OBJECTIVES: We report our 5-year experience of continuous flow left ventricular assist device (LVAD) implantation without the use of anti-platelet therapy. METHODS: Between February 2006 and September 2011, 27 patients (26 men; 1 woman) were implanted with a continuous flow LVAD (HeartMate II, Thoratec Corporation, Pleasanton, CA, USA). The mean age was 55.7 ± 9.9 years. The mean duration of support was 479 ± 436 (1-1555) days with 35.4 patient-years on support. Twenty-one patients were implanted as a bridge to transplantation and 6 for destination therapy. The anticoagulation regimen was fluindione for all patients, with aspirin for only 4 patients.

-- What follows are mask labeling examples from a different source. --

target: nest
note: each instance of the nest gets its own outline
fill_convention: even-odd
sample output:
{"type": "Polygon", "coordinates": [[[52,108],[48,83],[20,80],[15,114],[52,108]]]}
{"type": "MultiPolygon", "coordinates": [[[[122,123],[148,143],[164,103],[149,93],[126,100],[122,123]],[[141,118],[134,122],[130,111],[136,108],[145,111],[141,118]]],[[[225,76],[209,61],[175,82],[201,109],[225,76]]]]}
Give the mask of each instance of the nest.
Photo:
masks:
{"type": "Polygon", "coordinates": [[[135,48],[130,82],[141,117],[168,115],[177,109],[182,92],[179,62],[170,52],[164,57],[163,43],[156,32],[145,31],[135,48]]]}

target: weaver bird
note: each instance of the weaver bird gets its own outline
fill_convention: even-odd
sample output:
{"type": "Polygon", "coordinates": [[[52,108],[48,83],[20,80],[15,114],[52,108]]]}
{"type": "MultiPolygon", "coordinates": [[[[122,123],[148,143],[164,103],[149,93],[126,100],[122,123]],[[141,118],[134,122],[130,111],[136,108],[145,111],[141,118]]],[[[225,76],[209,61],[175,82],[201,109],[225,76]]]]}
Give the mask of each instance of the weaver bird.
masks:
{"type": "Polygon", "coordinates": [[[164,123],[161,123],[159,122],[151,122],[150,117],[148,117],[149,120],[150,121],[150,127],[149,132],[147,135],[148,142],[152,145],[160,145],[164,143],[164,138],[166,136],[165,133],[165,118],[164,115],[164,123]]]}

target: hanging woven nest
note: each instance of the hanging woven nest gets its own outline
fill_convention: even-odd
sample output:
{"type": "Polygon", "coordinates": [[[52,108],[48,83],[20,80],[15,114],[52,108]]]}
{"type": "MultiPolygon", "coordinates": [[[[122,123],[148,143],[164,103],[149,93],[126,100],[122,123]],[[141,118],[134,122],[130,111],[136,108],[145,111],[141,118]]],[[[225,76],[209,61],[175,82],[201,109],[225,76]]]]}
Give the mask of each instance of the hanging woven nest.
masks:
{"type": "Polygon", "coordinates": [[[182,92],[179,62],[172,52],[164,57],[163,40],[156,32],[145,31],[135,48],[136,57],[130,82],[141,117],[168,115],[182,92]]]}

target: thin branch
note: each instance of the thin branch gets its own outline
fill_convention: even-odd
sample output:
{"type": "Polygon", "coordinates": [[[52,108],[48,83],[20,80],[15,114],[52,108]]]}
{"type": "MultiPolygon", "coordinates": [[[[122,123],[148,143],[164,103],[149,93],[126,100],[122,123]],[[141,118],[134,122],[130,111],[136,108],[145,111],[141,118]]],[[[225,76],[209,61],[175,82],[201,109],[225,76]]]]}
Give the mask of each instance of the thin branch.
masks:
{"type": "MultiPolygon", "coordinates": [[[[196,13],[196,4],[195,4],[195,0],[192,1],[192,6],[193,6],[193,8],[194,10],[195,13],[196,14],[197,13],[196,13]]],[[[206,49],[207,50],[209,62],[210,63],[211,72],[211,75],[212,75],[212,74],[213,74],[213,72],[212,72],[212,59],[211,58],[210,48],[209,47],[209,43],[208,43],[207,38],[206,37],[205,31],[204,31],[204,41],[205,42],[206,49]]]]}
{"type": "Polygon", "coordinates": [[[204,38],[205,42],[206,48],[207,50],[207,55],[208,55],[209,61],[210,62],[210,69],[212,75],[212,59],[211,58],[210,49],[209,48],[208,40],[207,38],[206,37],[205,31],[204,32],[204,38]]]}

At the beginning of our experience, aspirin was administered to 4 patients for 6, 15, 60 and 460 days. Due to gastrointestinal (GI) bleeding and epistaxis, aspirin was discontinued, and since August 2006, no patients have received anti-platelet therapy. RESULTS: At 3 years, the survival rate during support was 76%. The most common postoperative adverse event was GI bleeding (19%) and epistaxis (30%) (median time: 26 days) for patients receiving fluindione and aspirin. The mean International Normalized Ratio (INR) was 2.58 ± 0.74 during support. Fifteen patients have been tested for acquired Von Willebrand disease. A diminished ratio of collagen-binding capacity and ristocetin cofactor activity to Von Willebrand factor antigen was observed in 7 patients. In the postoperative period, 2 patients presented with ischaemic stroke at 1 and 8 months. One of these 2 patients had a previous history of carotid stenosis with ischaemic stroke. There were no patients with haemorrhagic stroke, transient ischaemic attack or pump thrombosis. The event rate of stroke (ischaemic and haemorrhagic) per patient-year was 0.059 among the patients without aspirin with fluindione regimen only. CONCLUSIONS: A fluindione regimen without aspirin in long-duration LVAD support appears to not increase thromboembolic events and could lead to a diminished risk of haemorrhagic stroke.


Subject(s)
Cardiac Surgical Procedures/mortality , Heart-Assist Devices/statistics & numerical data , Platelet Aggregation Inhibitors/therapeutic use , Adult , Aged , Aspirin/therapeutic use , Blood Coagulation Disorders/epidemiology , Female , Heart-Assist Devices/adverse effects , Humans , Kaplan-Meier Estimate , Male , Middle Aged , Postoperative Hemorrhage/epidemiology , Retrospective Studies , Thromboembolism/epidemiology , Treatment Outcome
SELECTION OF CITATIONS
SEARCH DETAIL
...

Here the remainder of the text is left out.